As a fellow elder, witness of Christ’s suffering, and partaker in his glory, I, Peter, encourage elders as follows: Feed your flock, looking over them not because you must, but because you want to serve other people; not for what you get out of leadership, but with a servant spirit; not out of arrogant pride, but with humility. If you lead in this way, when Jesus, the Chief Shepherd, appears you will receive an eternal crown of glory (I Peter 5:1-4, GCS translation).
During the 1970’s, an executive for AT&T wrote a leadership book entitled “Servant Leadership: A Journey into the Nature of Legitimate Power and Greatness.” The book was a culmination of Greenleaf’s years as an executive and his interest in leadership. In the book, he developed a theory that servanthood is the key to real, authentic leadership. In so doing, he was sharing in secular terms a notion of leadership that began with Jesus–a vision of leadership that, in my view, is not sustainable without faith in the God of Wisdom and Love revealed by Christ. Greenleaf’s interest in leadership began in college when a professor spoke these words: “There is a new problem in our country. We are becoming a nation that is dominated by large institutions—churches, businesses, governments, labor unions, universities—and these big institutions are not serving us well.”  If a lack of true, transforming, life-enhancing leadership was a problem in Greenleaf’s youth, it is a worse problem today.
The notion of “servant leadership” would never have emerged without the revelation of Christ nor can it be sustained without an underlying Christian World-View. Why do I believe this? If you look at contemporary leadership in business, government, churches, universities, and other institutions, one is struck by the following paradox: leaders often mouth concern over those they lead but seldom actually serve their best interests in humility. There is a lot of talk about “servant leadership,” but very few actual servant leaders. A good bit of the time, so-called “Servant Leaders” talk about servant leadership, while all the time receiving exorbitant salaries, abusing the symbols of power and influence provided for them by their institution, and making decisions and engaging in behaviors completely at odds with the best interests of the members, shareholders, stakeholders, citizens they reportedly serve. Often, they engage in a despicable tradeoff: “You give me power in return for my promise to serve your best interests, a promise I do not intend to actually keep.” Worse, some of these leaders are what I would call demonic leaders who engage in this tradeoff: If you will give me power, I will do things that will not improve your life. In fact I will do things that may cost you your job, your sense of security, or your sense of self-respect.”
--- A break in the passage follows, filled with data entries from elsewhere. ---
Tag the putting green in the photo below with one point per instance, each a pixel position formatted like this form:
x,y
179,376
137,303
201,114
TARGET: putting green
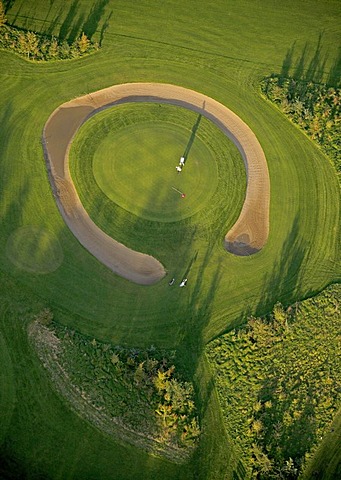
x,y
135,168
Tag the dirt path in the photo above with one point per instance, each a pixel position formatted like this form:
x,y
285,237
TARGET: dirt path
x,y
248,235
In order to develop and sustain servant leadership, there must be leaders whose character is formed in such a manner that they are wiling to suffer for those they lead. By “suffer,” I mean servant leaders must constantly be willing to exercise self-denial and self-control, seeking the best for those they lead and resisting every temptation to manipulate or take advantage of them. Without the notion implicit in Christian faith that self-giving love is the way to true leadership and wholeness both personally and for those one serves, it is almost impossible to sustain a servant posture in the face of the temptations that leadership always brings. Christians have a ministry as they serve humbly, with a servant spirit, in whatever form of leadership to which they are called.
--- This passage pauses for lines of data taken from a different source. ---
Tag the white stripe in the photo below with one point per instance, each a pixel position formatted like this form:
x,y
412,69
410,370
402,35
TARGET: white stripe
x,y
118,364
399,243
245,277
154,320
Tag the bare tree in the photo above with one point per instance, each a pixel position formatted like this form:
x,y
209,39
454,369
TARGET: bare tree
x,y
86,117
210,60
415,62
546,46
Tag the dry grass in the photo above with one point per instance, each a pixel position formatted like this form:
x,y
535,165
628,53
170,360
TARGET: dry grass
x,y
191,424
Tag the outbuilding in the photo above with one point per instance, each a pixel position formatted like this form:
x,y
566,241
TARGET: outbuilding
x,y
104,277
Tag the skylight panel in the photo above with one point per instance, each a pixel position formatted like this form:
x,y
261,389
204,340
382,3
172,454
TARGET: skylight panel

For many years, I had the privilege of being mentored by a person with great leadership ability, yet never or rarely misused his power. There are many stories people tell about this person. One involves a day on which he and a local mega-church pastor were to be honored as outstanding community leaders. The other pastor arrived in an expense “power suit,” surrounded by a retinue of assistants. My friend arrived in khaki’s, all alone, and sat in the back of the room until his name was called. He was actually embarrassed to be honored. Over and over again, my friend would warn me not to think more highly of myself than I ought and to avoid getting carried away with leadership. One of this most telling observations went something like this: “Do not emulate those pastors who take themselves too seriously and get too involved in high profile, self aggrandizing ministries. They always come to a bad end.” Most of the time, he has turned out to be right.
 Robert K. Greenleaf, Servant Leadership: A Journey into the nature of Legitimate Power and Greatness (New York, NY: Paulist Press, 1977), 1.